Ekama stops stirring and rises abruptly. Jolene raises a brow in question.
“Follow me,” she says, taking the pot of tea with her.
“Why do you need to take it along with you?”
“Quiet. Your voice troubles it. Now, sit here. The truth. Reincarnation. These are key words in your life. Words you wish to find meaning in.”
Jolene sits. This feels like déjà vu. “I have something like this at home. It’s a time machine. Strong. Powerful—”
Something pushes her through the worlds and again, she is on the battlefield, poised for battle. The manacles feel like lead — maybe it is because they are — and leads her forward. This time, she is battered. Heavily injured. Her side bleeds and she knows her end stalks closer by the minute.
“Do you see the truth?” Ekama’s binoculars are in her face. Large. Blinking rapidly.
“No,” she purses her lips. “I see the same thing. I’m almost dying.”
Ekama sighs. “I’m sorry, Jolene —” Her name sounds weird in her ears. Since her nightmares and search for the truth began, Abike became her name. Her identity. “The ride through your multiverse of identities will be—” Her phone beeps. She groans and thrusts her hand into her pocket. Ekama nods her permission and Jolene proceeds with the call.
“How is it going?” Chinedu asks over the phone. He seems to be in traffic.
She rubs the pad of her thumb over her nose wearily and sighs, “She keeps stirring the same black tea in my dreams. Says we’ll go through a multiverse of identities. I don’t know what that means.”
“Well… maybe a little faith will do this time?”
“Yeah? I’m here, okay? I know I’m not with you in the shaman’s cottage, but—”
“I love you.”
He pauses. For long seconds, silence drags on the other end. Only sounds of Lagos traffic taking up space. Two, three. But she knows he’s on the other end. His heavy breathing gives him away.
“Wow. It’s been a long time…” he mutters finally.

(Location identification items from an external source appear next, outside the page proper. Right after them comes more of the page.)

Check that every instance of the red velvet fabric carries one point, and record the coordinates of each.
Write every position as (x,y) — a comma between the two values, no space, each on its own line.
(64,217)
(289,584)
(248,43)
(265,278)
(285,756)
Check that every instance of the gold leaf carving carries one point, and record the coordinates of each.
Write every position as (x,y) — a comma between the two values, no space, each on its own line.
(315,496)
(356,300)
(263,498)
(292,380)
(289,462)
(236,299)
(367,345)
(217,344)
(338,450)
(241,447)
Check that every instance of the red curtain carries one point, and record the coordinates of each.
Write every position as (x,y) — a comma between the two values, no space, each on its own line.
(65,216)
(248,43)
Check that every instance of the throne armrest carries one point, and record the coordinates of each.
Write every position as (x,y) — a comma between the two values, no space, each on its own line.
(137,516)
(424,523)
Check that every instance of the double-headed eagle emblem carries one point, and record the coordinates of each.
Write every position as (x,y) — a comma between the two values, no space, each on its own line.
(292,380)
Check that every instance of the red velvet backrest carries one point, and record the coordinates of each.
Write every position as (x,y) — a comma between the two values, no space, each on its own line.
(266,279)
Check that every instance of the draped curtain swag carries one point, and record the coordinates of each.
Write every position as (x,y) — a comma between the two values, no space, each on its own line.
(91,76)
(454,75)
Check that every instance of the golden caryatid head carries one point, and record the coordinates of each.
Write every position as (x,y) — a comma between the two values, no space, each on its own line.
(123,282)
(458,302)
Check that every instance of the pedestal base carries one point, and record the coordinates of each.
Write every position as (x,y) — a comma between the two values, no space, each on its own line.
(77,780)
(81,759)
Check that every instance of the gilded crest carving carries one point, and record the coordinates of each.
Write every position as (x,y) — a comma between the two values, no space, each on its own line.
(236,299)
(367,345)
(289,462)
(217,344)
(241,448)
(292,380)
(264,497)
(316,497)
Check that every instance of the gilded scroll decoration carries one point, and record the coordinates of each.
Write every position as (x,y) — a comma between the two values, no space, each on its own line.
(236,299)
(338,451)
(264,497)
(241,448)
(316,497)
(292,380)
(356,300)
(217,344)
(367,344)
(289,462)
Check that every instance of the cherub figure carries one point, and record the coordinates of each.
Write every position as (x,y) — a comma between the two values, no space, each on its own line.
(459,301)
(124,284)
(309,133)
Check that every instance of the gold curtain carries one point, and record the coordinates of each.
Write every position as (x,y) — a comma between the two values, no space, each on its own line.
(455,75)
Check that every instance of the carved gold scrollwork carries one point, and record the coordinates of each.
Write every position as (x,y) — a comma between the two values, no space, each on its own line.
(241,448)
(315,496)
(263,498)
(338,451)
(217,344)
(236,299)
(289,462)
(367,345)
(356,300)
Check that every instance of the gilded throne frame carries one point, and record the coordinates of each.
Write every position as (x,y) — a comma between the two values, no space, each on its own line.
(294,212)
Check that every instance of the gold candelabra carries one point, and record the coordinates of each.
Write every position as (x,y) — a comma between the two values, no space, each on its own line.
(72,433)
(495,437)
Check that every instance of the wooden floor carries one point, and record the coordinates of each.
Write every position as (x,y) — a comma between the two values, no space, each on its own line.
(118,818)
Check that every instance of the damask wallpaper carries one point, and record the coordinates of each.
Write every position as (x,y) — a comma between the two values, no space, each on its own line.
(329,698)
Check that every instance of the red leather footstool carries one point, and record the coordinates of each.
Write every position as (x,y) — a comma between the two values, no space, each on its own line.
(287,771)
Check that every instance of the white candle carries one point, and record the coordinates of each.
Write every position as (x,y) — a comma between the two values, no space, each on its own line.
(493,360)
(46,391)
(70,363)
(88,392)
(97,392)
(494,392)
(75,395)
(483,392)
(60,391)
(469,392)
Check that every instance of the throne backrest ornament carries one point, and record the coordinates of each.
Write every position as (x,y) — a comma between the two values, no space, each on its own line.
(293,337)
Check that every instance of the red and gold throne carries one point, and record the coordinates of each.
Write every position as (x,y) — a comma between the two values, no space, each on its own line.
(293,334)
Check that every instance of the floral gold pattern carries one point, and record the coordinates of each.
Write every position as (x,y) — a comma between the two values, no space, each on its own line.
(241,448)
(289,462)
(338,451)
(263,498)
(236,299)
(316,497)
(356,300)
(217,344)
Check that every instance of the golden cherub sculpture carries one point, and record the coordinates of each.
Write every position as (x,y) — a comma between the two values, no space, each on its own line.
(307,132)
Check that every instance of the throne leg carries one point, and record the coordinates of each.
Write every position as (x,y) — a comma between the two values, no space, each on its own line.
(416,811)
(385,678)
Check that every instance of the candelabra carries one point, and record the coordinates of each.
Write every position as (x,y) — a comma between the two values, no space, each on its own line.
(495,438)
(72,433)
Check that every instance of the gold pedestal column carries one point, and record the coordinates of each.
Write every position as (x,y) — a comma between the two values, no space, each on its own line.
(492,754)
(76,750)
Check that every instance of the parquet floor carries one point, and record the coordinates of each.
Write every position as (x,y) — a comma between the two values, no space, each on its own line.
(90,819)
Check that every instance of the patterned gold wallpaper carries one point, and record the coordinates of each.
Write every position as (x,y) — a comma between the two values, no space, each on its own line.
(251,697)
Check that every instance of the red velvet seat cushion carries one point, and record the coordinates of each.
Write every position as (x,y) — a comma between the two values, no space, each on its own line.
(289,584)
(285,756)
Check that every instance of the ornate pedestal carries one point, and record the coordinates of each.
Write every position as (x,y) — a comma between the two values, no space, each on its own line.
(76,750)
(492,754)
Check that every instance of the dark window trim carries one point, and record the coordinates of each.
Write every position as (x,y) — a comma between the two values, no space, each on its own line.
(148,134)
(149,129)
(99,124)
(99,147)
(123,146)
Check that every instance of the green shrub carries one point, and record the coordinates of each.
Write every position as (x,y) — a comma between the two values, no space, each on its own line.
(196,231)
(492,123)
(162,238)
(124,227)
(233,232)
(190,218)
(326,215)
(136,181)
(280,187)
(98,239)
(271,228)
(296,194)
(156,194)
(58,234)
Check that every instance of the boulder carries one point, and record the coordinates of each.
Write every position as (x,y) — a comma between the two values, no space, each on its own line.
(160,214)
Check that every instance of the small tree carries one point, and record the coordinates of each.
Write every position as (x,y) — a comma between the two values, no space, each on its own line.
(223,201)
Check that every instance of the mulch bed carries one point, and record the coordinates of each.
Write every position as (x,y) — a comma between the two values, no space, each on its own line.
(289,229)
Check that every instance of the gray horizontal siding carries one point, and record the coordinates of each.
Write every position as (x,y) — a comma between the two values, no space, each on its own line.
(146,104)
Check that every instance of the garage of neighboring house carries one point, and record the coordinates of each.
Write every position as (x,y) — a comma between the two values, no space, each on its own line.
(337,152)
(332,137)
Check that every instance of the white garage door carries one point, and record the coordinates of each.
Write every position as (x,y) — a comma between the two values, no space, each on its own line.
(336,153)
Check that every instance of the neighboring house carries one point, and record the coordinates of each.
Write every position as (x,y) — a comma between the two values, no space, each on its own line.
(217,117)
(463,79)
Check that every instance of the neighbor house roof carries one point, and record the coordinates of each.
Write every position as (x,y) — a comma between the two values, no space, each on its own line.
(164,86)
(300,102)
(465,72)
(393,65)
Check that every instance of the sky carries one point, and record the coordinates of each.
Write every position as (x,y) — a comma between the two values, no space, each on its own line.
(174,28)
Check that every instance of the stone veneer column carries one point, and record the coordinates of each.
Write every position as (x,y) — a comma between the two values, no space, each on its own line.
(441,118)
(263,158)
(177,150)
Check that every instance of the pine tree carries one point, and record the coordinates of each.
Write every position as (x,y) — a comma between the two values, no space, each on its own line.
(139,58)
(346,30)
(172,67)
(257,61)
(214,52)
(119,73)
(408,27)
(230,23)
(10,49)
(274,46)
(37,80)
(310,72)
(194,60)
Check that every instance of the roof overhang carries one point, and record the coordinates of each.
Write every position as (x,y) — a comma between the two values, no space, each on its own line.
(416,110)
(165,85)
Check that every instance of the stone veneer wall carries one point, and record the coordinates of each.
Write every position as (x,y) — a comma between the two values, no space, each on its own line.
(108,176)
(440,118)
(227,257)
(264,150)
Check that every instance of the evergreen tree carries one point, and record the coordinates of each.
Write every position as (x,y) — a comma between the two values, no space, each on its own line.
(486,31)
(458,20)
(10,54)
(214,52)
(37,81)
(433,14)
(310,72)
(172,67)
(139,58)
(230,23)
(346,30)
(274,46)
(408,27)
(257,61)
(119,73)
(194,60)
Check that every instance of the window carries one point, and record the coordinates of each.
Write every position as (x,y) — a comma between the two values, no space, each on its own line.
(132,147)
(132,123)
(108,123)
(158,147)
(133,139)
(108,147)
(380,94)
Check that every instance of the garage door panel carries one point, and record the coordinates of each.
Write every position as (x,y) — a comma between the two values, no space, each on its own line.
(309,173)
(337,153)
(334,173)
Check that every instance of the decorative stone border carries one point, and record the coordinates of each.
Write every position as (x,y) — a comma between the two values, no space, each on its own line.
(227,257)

“I just want to let you know,” Jolene says quickly, “in case I never wake out of this one.”
“A little faith, Jolene. A little faith.”

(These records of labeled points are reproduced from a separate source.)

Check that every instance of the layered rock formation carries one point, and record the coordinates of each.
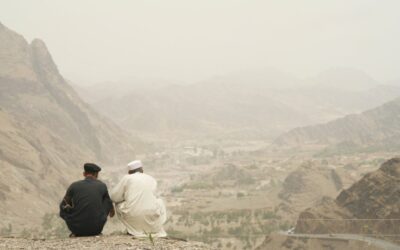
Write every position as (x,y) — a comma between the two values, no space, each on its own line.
(46,133)
(379,127)
(307,185)
(371,206)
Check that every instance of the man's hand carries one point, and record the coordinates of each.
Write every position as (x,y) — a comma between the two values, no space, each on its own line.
(112,213)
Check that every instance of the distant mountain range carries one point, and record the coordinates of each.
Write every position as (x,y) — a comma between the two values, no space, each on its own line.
(47,133)
(372,129)
(245,105)
(374,200)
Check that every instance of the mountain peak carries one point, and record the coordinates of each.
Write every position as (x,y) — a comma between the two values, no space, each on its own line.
(42,61)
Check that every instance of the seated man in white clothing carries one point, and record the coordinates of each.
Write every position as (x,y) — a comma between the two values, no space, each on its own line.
(136,204)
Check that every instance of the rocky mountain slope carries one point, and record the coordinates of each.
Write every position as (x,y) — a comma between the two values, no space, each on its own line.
(377,127)
(370,206)
(242,105)
(308,183)
(46,132)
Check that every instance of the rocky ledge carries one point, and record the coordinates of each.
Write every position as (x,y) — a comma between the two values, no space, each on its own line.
(100,242)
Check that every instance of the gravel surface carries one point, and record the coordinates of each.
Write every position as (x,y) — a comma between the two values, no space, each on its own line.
(99,242)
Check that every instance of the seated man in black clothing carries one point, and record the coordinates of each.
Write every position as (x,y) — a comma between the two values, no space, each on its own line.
(87,204)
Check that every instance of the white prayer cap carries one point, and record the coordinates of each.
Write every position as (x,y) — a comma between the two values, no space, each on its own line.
(134,165)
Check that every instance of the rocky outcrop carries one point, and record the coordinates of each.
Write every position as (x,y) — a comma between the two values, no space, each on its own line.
(379,127)
(307,185)
(370,206)
(46,133)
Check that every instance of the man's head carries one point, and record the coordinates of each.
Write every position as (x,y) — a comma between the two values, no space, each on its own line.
(91,170)
(135,166)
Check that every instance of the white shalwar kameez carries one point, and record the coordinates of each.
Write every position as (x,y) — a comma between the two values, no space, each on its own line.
(137,206)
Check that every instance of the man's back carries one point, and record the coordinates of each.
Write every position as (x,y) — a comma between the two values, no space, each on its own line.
(137,206)
(138,193)
(90,206)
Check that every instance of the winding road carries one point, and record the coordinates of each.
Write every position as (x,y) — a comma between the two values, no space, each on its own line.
(386,245)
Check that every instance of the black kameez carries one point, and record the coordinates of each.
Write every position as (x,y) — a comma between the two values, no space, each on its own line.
(91,205)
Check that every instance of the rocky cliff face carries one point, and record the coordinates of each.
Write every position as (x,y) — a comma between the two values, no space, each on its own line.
(308,184)
(370,206)
(46,132)
(379,127)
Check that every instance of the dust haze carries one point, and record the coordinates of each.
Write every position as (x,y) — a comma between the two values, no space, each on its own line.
(267,124)
(188,41)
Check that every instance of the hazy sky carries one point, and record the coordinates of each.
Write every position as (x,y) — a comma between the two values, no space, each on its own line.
(188,40)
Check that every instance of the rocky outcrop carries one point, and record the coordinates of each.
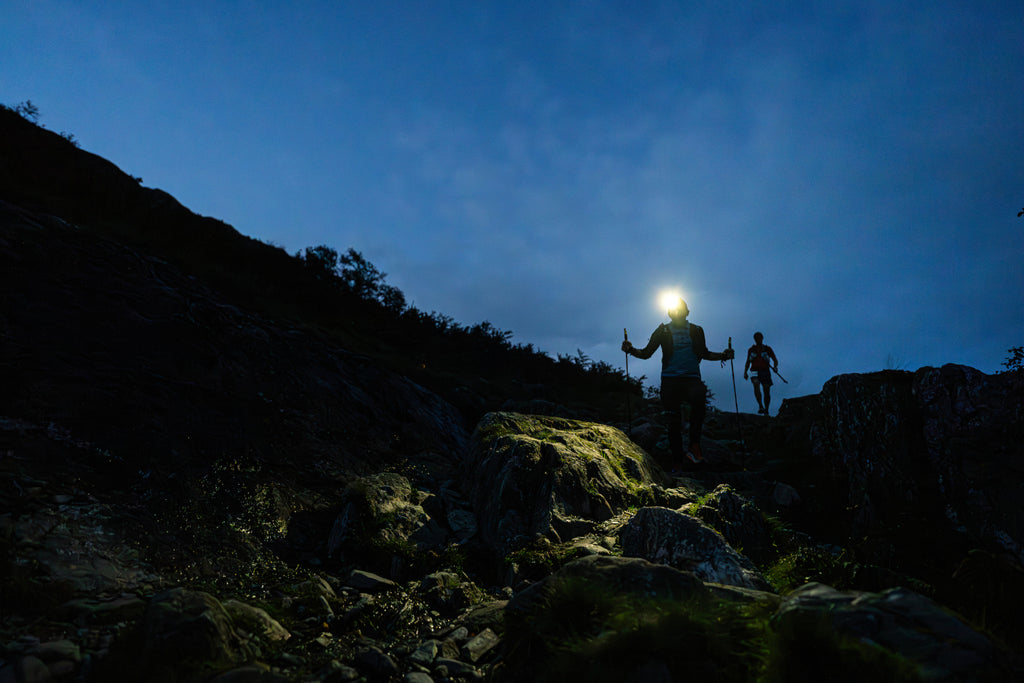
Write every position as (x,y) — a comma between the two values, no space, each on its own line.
(924,641)
(676,539)
(534,476)
(942,447)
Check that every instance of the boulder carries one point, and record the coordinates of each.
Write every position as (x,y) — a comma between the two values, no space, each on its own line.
(188,631)
(974,440)
(672,538)
(940,449)
(738,520)
(383,509)
(904,626)
(534,476)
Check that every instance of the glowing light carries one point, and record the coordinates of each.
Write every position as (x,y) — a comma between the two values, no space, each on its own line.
(669,299)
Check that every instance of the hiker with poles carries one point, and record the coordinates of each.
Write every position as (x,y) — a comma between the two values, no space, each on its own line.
(759,359)
(683,347)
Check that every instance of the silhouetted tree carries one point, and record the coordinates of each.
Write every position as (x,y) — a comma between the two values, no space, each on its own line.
(322,260)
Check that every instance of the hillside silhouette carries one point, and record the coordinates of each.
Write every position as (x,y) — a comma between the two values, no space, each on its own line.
(219,461)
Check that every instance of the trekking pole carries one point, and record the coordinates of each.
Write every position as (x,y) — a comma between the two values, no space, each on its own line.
(629,408)
(735,399)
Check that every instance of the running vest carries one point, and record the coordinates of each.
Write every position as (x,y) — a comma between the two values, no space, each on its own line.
(759,356)
(683,361)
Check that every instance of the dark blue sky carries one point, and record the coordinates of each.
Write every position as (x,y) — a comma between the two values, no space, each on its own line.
(844,176)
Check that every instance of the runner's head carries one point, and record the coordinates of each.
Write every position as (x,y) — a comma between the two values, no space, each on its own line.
(678,309)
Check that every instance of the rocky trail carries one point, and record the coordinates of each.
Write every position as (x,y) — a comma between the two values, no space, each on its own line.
(195,487)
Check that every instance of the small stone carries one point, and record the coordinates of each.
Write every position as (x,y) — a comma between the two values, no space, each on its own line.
(417,677)
(479,645)
(369,582)
(425,653)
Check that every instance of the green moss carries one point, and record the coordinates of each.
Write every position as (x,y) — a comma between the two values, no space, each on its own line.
(812,564)
(589,632)
(809,649)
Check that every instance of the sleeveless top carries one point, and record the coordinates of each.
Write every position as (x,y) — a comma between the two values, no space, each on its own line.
(683,361)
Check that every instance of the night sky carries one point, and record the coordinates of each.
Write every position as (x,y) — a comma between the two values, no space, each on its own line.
(843,176)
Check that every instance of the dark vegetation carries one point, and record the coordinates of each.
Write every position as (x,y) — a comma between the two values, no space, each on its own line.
(342,296)
(343,299)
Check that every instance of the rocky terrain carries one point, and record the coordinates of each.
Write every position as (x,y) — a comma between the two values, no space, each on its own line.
(212,470)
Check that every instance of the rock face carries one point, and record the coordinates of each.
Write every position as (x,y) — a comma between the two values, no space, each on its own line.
(944,443)
(535,476)
(381,509)
(194,486)
(678,540)
(938,645)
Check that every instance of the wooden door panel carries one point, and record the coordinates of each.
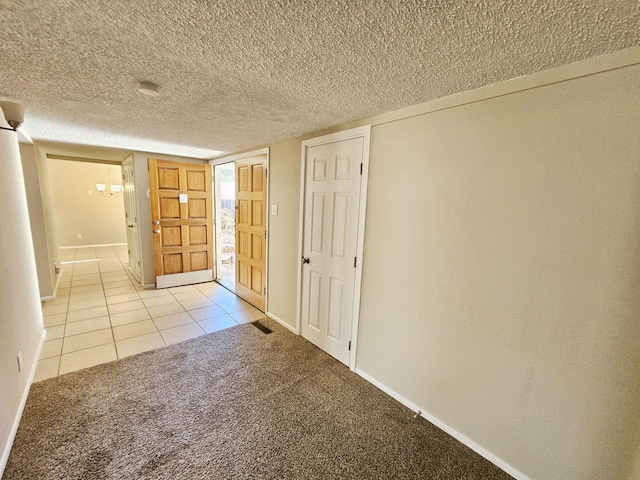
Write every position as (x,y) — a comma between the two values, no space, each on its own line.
(257,178)
(197,208)
(169,208)
(168,178)
(257,247)
(171,236)
(172,263)
(257,214)
(183,227)
(198,260)
(251,201)
(197,235)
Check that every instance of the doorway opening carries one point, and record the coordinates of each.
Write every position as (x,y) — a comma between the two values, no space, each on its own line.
(225,201)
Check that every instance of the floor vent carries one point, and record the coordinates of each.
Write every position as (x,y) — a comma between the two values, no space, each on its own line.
(261,327)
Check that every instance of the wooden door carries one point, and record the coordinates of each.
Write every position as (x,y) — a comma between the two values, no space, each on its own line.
(329,244)
(251,229)
(131,215)
(181,222)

She nods. And smashes the phone with her fist.
She is surrounded by men with grey loincloths and spears made from elephants’ tusks.
“We came here to get you,” one of them says, stepping forward. His hand remains on the handle of his sword. She glances down weakly. Her arms ache. They are suspended by the manacles held by a hook planted firmly between the rocks. She dangles, her bruised lips opening slightly.
“Who sent you?”
Again, the black tea snatches her and she is hurled into the hut. Back to the woman’s scaly hands, black cat, and pungent, black tea. And yes. The confinement.
“But first, you drink the tea. It’s—”
“Poison,” Ekama’s voice breaks through the universe, and she stands there. “The reason you have been haunted all these years is that what you drank is a spiritual nullifier. It was mixed by a powerful witch to kill powerful magic. That said, you had powerful magic that proved too dangerous for the entire world, and you had to go away.” Jolene blinks weakly. All the muscles in her brain tell her to stop. To stop time travelling. To stop moving. But her soul strains against its prison, swimming through the mighty tide of black tea to her freedom.
“W-who is this witch.”
“You shall find out.”
And again. Blackness. And the murky waters continue flowing in her as she drinks the potion. Soon, the wind in her blood loses its air and is smothered in the hot liquid breaking down every cell in her body.
“This is going to be a fair fight,” the woman sighs, pulling off her mask. Her white hair flows free. Her eyes take colour and her—
“Mother?” Jolene asks weakly as the darkness envelopes her.
“Darkness is the glory of traveling through bodies without knowledge of your previous selves. You are free, my child.”